In central WA, kids under 10 make up 5% of cases, youth 10–17 make up 11%, and let’s pull the college crowd in: 20-29 year-olds account for 23% of cases. That’s a “student case load” representing nearly 40% of central WA’s COVID cases.

Bending the curve of community spread is STILL the key to opening schools, and that is what Mr. Newhouse should concern himself with: Get schools more resources, support instead of thwart prevention rules under the state’s reopening plan. Best thing for Dan to do is his own job. Educators and administrators are already doing theirs.

Rochelle Riling


Remember: Pick up the poop and pass ‘on the left’

As more residents search for outdoor athletic activities, the Apple Capital Recreation Loop Trail has seen an increase in morning walkers, runners and bikers.

This creates additional pressure for those dedicated PUD Parks workers to adequately and efficiently maintain the trails and bathroom facilities. Unfortunately, what I am witnessing are actions by some trail users who are not equally dedicated to this goal.

Many dog walkers are not picking up their animals “poop piles,” leaving them in the grass and even on the asphalt trail. After a busy weekend of trail use, I find myself filling numerous bags with their dogs’ poop.

As I walk with my husband and accompanying dog, we are constantly faced with bikers who are not alerting us with a simple “passing on the left” notification. They quickly ride past us with no courteous alert and as we call out to them to remind them of the need, many share less than kind verbal responses or finger displays.
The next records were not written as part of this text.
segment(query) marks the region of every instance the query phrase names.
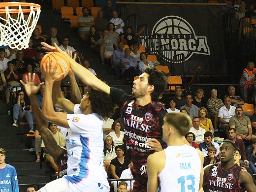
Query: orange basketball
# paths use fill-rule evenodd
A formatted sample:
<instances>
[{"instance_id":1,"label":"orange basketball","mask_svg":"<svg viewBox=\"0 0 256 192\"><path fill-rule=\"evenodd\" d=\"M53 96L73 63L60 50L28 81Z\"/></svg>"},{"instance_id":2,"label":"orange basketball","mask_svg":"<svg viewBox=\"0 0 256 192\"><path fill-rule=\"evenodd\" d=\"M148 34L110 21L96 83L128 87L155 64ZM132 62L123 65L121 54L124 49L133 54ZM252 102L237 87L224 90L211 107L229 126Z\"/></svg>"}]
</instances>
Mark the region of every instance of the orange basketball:
<instances>
[{"instance_id":1,"label":"orange basketball","mask_svg":"<svg viewBox=\"0 0 256 192\"><path fill-rule=\"evenodd\" d=\"M65 73L57 80L61 81L65 78L68 73L68 72L69 72L69 62L66 57L60 53L54 52L47 53L43 57L43 59L42 59L41 61L41 64L40 64L40 68L41 68L41 71L42 73L44 73L43 65L46 65L47 62L49 62L49 63L50 64L51 61L53 61L53 63L54 64L54 65L56 64L57 61L58 62L59 65L57 69L59 74L62 74L63 72Z\"/></svg>"}]
</instances>

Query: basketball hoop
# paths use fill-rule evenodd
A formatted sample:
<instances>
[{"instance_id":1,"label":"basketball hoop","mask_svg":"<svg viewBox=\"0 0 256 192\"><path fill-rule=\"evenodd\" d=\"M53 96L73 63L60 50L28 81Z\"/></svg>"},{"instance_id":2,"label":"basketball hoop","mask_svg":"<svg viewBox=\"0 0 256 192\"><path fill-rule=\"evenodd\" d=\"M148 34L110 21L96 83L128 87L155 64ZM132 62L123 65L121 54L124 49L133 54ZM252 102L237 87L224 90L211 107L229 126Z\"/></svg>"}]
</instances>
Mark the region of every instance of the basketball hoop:
<instances>
[{"instance_id":1,"label":"basketball hoop","mask_svg":"<svg viewBox=\"0 0 256 192\"><path fill-rule=\"evenodd\" d=\"M0 2L0 46L8 46L19 50L29 47L40 9L41 6L35 3Z\"/></svg>"}]
</instances>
We do thank the bikers who warn us when passing. There are few postings of this “passing on left” alert and I have submitted a request to the PUD Parks Department asking for more, hoping visual reminders mind bring about a change in careless bikers’ actions.

Finally, the PUD park system is truly a gift to our community and we all need to do a better job of picking up our trash. This will ensure future park users will benefit from what the trails and waterfront areas offer.